Gut zu erkennen, das Lambda Symbol. "Soldatische Männer verteidigen eine straff organisierte, elitäre Gesellschaft, in der behinderte Kinder getötet werden, gegen eine übermächtige Invasion fremder in ihren Augen degenerierter Mächte und sterben lieber den Märtyrertod als vor dem Feind aufzugeben."
Gut zu erkennen, das Lambda Symbol. „Soldatische Männer verteidigen eine straff organisierte, elitäre Gesellschaft, in der behinderte Kinder getötet werden, gegen eine übermächtige Invasion fremder in ihren Augen degenerierter Mächte und sterben lieber den Märtyrertod als vor dem Feind aufzugeben.“

Kultur als zentrales Element

Ein Blick auf konkretere Forderungen lichtet den Schleier schon etwas mehr. Nach eigenen Angaben sind sie die „ersten und aktivsten Gegner von Masseneinwanderung und Islamisierung in ganz Europa“ und fordern einen „sofortigen Stopp der Masseneinwanderung, eine kompromisslose europäische Grenzpolitik, eine sofortige Reform des Asylrechts, klare Bekämpfung der Islamisierung sowie eine kinderfreundliche Familienpolitik im Sinne der autochthonen Deutschen.“ Bekannte klassische und zentrale Themen der „älteren“ Generation.

„Die „Identitäre Bewegung“ als paneuropäisches rechtsextremes Netzwerk stellt speziell für die deutsche „Neue Rechte“ einen entscheidenden Entwicklungsschritt dar. Befreit und bereinigt vom „Ewig Gestrigen“ und mit authentisch jungem Auftreten wird ein weiterer Schritt weg vom dritten Reich vollzogen. Eine in Ästhetik und Rhetorik unverfängliche xenophobe, rassistische Ideologie wird vertreten, die stark an jene rechtsextremen Konzepte vor 1930 erinnert.
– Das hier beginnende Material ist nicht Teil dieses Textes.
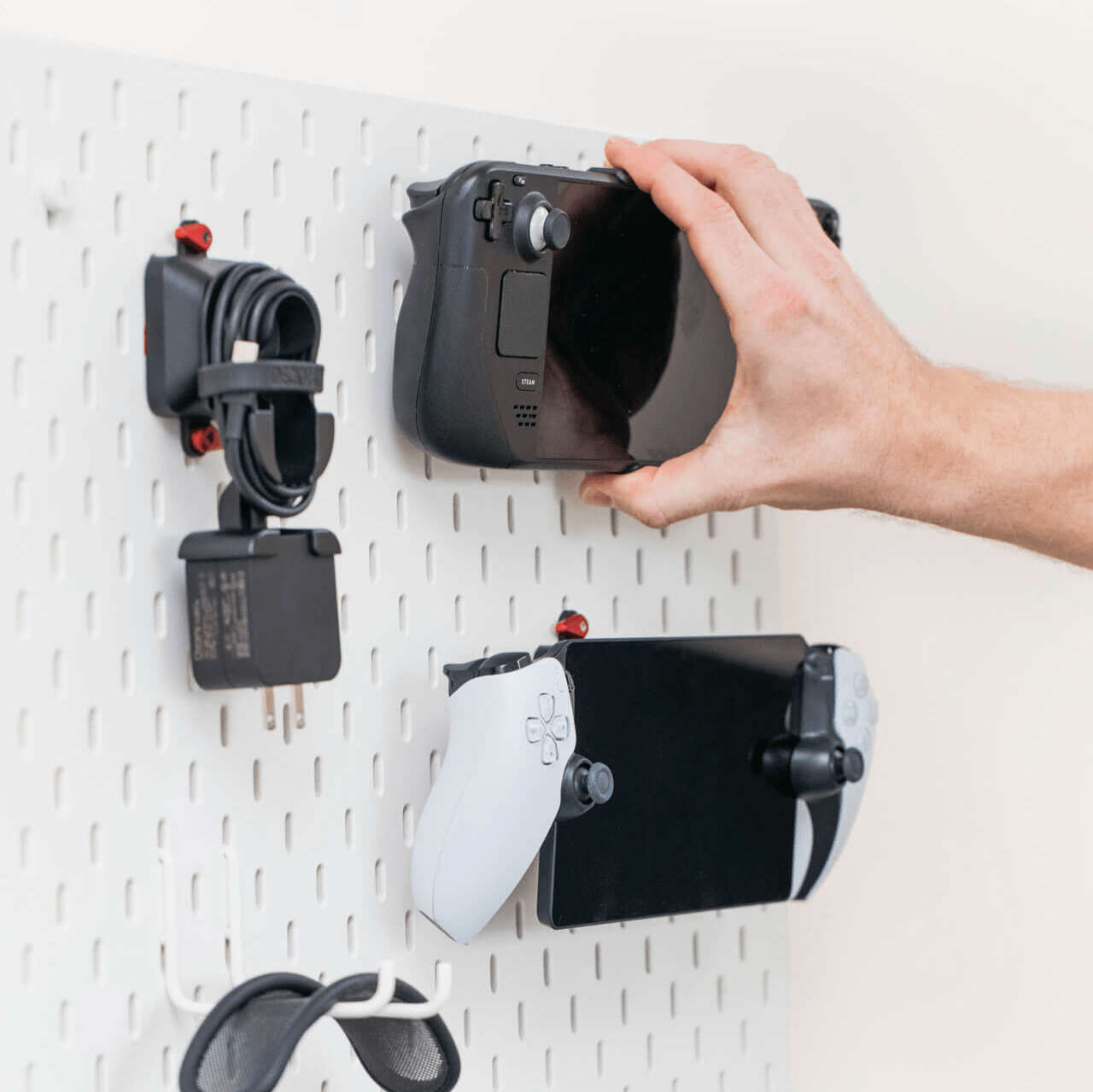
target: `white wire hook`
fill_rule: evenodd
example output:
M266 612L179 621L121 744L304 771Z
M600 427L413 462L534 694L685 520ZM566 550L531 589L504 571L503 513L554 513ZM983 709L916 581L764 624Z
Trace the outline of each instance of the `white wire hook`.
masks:
M227 925L228 981L233 987L245 981L243 971L243 914L240 908L239 859L230 845L221 847L227 871ZM175 860L167 849L160 849L163 868L163 976L167 998L180 1012L203 1017L212 1011L212 1003L187 997L178 977L178 916L175 905ZM435 1017L451 996L451 964L436 965L436 991L424 1001L393 1001L395 964L384 960L376 972L376 988L364 1001L340 1001L327 1015L339 1020L361 1020L381 1015L385 1020L427 1020Z
M385 970L390 975L389 990L387 990L388 983L384 978ZM381 995L384 996L380 1000ZM368 1000L340 1001L327 1015L338 1020L356 1020L361 1017L375 1015L380 1015L385 1020L427 1020L430 1017L435 1017L451 996L451 964L438 963L436 965L436 991L431 998L424 1001L396 1001L391 1003L393 996L395 967L385 961L379 964L376 993Z

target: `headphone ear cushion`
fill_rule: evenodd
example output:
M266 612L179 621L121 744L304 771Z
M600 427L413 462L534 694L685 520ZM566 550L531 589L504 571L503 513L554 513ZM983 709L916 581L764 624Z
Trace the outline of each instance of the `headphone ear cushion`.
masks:
M426 1000L397 981L396 1001ZM388 1092L449 1092L459 1080L459 1050L440 1017L392 1020L366 1017L338 1020L368 1076Z
M367 1000L375 974L324 987L294 974L260 975L226 994L201 1021L183 1058L181 1092L272 1092L307 1030L339 1001ZM397 981L395 1001L426 1000ZM459 1052L440 1017L337 1020L372 1079L387 1092L449 1092Z

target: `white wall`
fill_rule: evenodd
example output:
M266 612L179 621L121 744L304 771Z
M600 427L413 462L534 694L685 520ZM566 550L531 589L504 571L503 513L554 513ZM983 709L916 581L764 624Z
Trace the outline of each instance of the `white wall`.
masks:
M838 206L847 254L924 352L1089 383L1086 4L0 0L0 27L750 142ZM790 918L794 1087L1076 1087L1093 578L871 517L783 528L783 617L866 655L883 731L845 860Z

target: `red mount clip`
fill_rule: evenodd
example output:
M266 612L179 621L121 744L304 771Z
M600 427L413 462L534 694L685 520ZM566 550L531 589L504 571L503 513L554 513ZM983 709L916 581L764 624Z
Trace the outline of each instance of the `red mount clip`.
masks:
M224 447L220 441L220 430L212 421L189 425L187 439L195 455L208 455L210 451L223 450Z
M575 610L564 610L554 623L554 632L560 637L587 637L588 619Z
M208 224L198 223L196 220L184 220L175 228L175 238L178 239L178 253L185 248L188 254L204 254L212 246L212 232Z

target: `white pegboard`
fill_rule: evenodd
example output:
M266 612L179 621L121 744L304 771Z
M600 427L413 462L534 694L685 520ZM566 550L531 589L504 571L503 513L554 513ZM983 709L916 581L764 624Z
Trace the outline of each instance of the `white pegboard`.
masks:
M584 166L601 137L14 36L0 126L0 1085L175 1087L196 1020L164 994L157 852L177 862L183 985L211 1000L226 843L248 974L391 958L427 993L454 964L461 1088L785 1089L780 908L552 932L532 869L459 948L410 905L444 661L533 648L564 604L600 635L777 620L766 513L650 531L579 504L575 474L448 466L396 428L406 185L486 155ZM341 539L343 661L306 688L304 728L289 691L269 731L260 694L187 681L176 550L214 525L225 472L184 461L141 354L144 262L187 215L216 256L283 268L322 312L338 433L304 521ZM329 1026L282 1084L368 1087Z

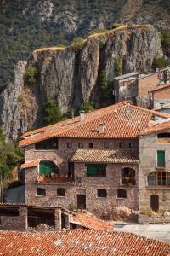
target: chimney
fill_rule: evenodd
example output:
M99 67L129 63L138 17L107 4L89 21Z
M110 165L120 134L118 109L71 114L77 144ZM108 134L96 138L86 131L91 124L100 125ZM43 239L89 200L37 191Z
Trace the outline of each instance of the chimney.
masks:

Auch in „Mein Kampf“ steht ja nicht geschrieben: „treibt alle Juden und Zigeuner zusammen und vergast sie“, auch hier wurde scheinbar sachlich und „politisch korrekt“ beschrieben, wie gut der Deutsche ist und wie schlecht alles andere eigentlich zu ihm passt. So stellt die „Identitäre Bewegung“ eine ideologische Gruppe dar, die durch das herkömmliche Vorstellungsraster von rechtsextremer Ideologie durchfällt. Dadurch ist es ihnen möglich, Jugendliche anzusprechen, die normalerweise eine Beschäftigung mit rechtsextremen Ideologien ablehnen würden.“ (Quelle: netz-gegen-nazis.de)

Von der Facebook Bewegung hat sich in München nun der Schritt in eine Bewegung mit erkennbaren Gesichtern getan. Sie sprechen auf PEGIDA Kundgebungen und laufen neben bekannten Nationalsozialisten aus der Szene in einer Reihe. Damit Unterscheiden sie sich lediglich äußerlich von ihren Ahnen und Vorbilder – und dürfen nicht weniger unterschätzt werden.

Auch Karl Richter, Stadtrat der NPD-Tarnliste "Bürgerinitiative Ausländerstopp" nimmt an PEGIDA Kundgebungen teil.
Auch Karl Richter, Stadtrat der NPD-Tarnliste „Bürgerinitiative Ausländerstopp“ nimmt an PEGIDA Kundgebungen teil.